Simple. And you can make it yourself. Crush up some Total breakfast cereal to get at the carbonyl iron that’s good for your body, crumble it into some corn oil and stir. Add strong magnet.
Now what? That’s basically the question scientists have been asking since inventor Jacob Rabinow received the first patent for MR fluid in the 1940s. A laboratory curiosity with little practical use for decades, researchers began to get serious about it in the late 1980s and 1990s, when other technologies began to converge that made practical use of MR fluid a real possibility.

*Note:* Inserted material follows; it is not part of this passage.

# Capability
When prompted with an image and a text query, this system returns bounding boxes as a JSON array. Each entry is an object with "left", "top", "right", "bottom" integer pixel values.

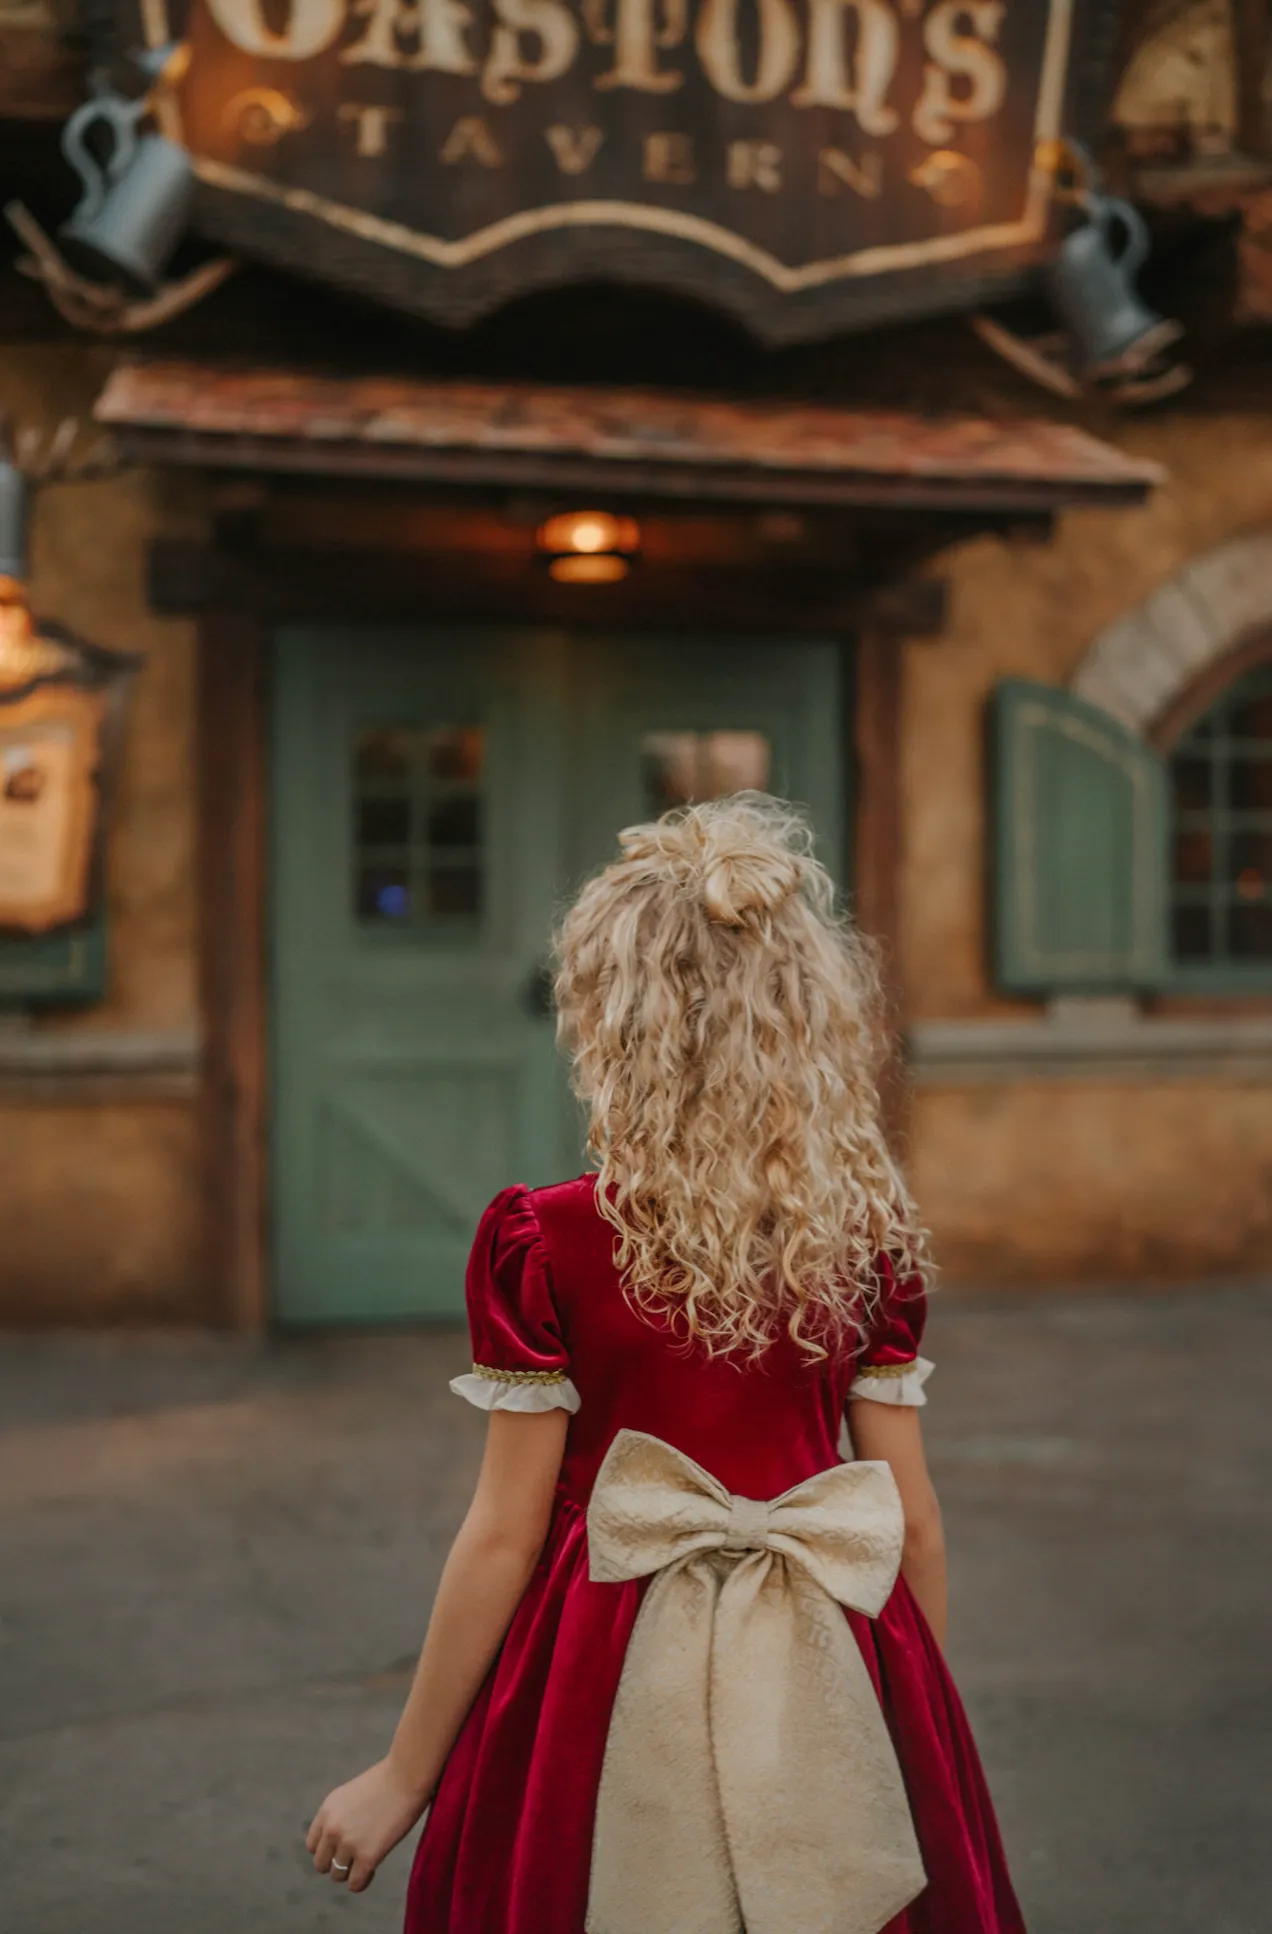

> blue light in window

[{"left": 376, "top": 883, "right": 410, "bottom": 919}]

Microprocessors and sensor technology created control that didn’t exist before. Battery technology, fueled by the advance of the burgeoning cell phone industry, provided power in small packages never before possible. Manufacturing processes reached a level of sophistication necessary to produce flawless, micron-size spheres of carbonyl iron required for the subtle control and durability MR fluid required to be practical.
Still, new technologies aside, moving this new material from lab to commercialization faced huge hurdles.
And because the material was new, engineers didn’t quite know how to incorporate it into designs that would force them to scrap conventional thinking. So, Lord Corp. engineers invented their own MR devices—controllable dampers and rotary brakes, control algorithms and power supplies—to demonstrate how the material functioned and how it would look in a real application.
As a result, the past few years have seen MR fluids and devices incorporated into automotive shock absorbers, driver seat suspensions for truck and heavy equipment operators and in industrial vehicle steering systems. They’re in buildings and bridges to dissipate energy from earthquakes and wind as well as in factory machines to control motion. MR fluid devices have been used to develop a controllable artificial knee for amputees, to control vibration in spinning washing machines and to manage satellite equipment in space orbit.
Engineers and scientists continue to explore new applications as well, in fields as diverse as automotive crash protection systems, offshore oil-drilling platform stabilizers and virtual reality simulators for surgeons.